Everywhere, that is, except in the old United States.
Or such used to be the case. But the US is fast becoming a multiracial, multiethnic and multicultural society where around 35.4 million ‘Latinos’ thrive, many among them rabid football fans, as I am. Many of us will be glued to our TV set watching the incomparable drama of the World Cup this summer, while keeping an eye on the NBA finals and the slow moving baseball season (and I love baseball too, in fact, it was my first sport just as Spanish is my first language, but let us stipulate it is slow).

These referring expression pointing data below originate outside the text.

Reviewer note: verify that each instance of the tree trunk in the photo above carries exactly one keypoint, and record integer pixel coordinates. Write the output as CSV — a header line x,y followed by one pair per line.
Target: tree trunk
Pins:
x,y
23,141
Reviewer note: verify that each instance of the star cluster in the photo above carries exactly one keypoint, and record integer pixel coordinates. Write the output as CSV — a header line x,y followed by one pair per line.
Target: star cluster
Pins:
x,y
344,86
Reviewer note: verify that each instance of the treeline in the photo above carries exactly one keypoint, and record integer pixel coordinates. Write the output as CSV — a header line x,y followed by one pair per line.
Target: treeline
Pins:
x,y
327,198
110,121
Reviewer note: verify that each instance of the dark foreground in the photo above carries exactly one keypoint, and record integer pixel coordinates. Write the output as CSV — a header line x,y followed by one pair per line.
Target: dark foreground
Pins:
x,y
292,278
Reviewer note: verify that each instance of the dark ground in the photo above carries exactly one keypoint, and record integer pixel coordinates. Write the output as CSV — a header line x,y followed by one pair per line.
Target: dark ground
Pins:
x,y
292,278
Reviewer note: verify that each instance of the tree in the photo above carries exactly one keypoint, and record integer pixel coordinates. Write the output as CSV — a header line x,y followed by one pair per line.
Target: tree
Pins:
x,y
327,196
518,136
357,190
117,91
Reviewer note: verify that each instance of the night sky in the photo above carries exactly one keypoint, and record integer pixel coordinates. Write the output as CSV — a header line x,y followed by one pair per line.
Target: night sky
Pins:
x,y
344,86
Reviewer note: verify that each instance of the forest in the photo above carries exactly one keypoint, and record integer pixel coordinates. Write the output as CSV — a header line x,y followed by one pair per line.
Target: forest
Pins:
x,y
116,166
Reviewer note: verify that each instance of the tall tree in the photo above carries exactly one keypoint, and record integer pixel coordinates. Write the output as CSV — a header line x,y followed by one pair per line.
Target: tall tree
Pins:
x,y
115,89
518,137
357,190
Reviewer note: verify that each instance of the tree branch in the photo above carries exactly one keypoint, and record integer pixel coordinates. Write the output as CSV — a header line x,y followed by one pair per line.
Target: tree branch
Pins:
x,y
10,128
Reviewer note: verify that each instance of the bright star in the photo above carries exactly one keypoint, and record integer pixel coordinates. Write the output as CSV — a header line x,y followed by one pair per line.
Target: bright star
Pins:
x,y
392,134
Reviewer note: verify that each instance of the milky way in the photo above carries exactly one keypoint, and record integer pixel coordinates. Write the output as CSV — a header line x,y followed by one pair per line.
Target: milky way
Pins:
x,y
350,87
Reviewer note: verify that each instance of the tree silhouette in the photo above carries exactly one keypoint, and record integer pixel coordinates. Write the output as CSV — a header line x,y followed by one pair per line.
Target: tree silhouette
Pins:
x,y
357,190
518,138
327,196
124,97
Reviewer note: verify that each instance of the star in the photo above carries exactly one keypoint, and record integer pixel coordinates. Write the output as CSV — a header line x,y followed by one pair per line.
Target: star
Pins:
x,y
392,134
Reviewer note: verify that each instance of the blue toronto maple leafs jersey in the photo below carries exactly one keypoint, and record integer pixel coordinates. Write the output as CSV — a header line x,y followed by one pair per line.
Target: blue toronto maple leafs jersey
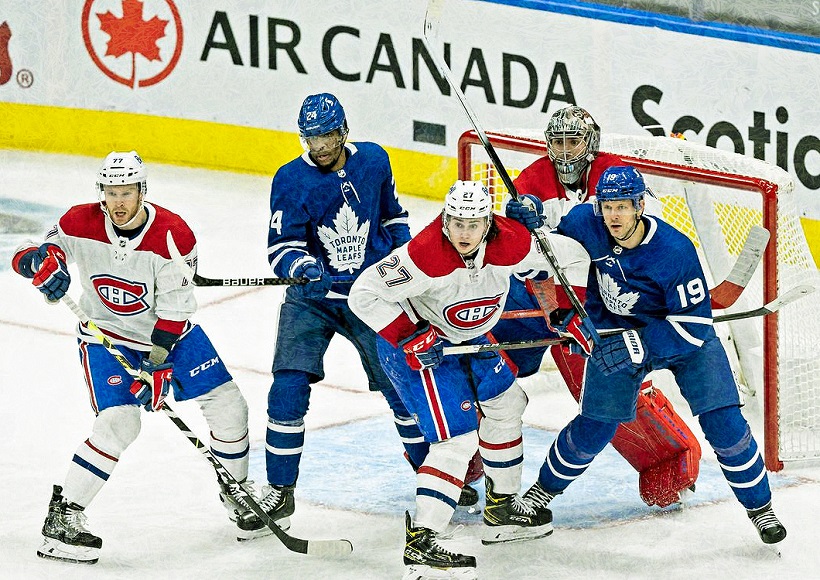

For the past 35 years of my life, I have lived estranged from the angst a football season produces, say, in Spain, in Argentina, in the UK, or in Brazil. When I arrived in Miami, back in 1979, there was only one weekly TV show where you could have a glimpse of what was going on in Latin American or European football, a two hour Saturday afternoon program put together by an enlightened Peruvian foot-ball fan, Tony Tirado, where you could catch week-old football games from foreign lands. Today, due to “the magic –an ever more expensive magic- of Cable-TV” I can follow the best football leagues with the same dedication their respective fans follow it back home.
Every single World Cup game this summer will be carried live to homes all over America, but still, there is something missing. And it is that “something” that I mean to try to convey to my many friends in the US that still look at the real football (no offense intended) as little more than a curiosity. Because I believe –foolishly, perhaps- that if ALL of us Americans manage to understand football, and the strong hold this one sport has over well over two thirds of humanity, such understanding will do wonders to our ability to better understand the world around US (and if there is something I fear on behalf of my American grand-children and the quality of life they will get to live, that fear is firmly imbedded in our country’s inability to understand the world around it and find its proper place in it).
Football is not just a sport where you win or loose, score or save, laugh or weep. Football, the way I see it, is a reflection about and upon life, human life, a tool for solid bonding among humans, among many other things. Which is what makes it, again, in my humble opinion, an imperative for Americans to pay more attention to it.
For the first time we have a Pope who is an avowed football fan. Whether you are a Catholic or not, a religious person or not, a sport fan or not, that little piece of information should make you aware that you need to pay more attention to football, that football is not as trivial as it may seem to be. And I am going to try to help you understand it, even to generate in you some enthusiasm for it.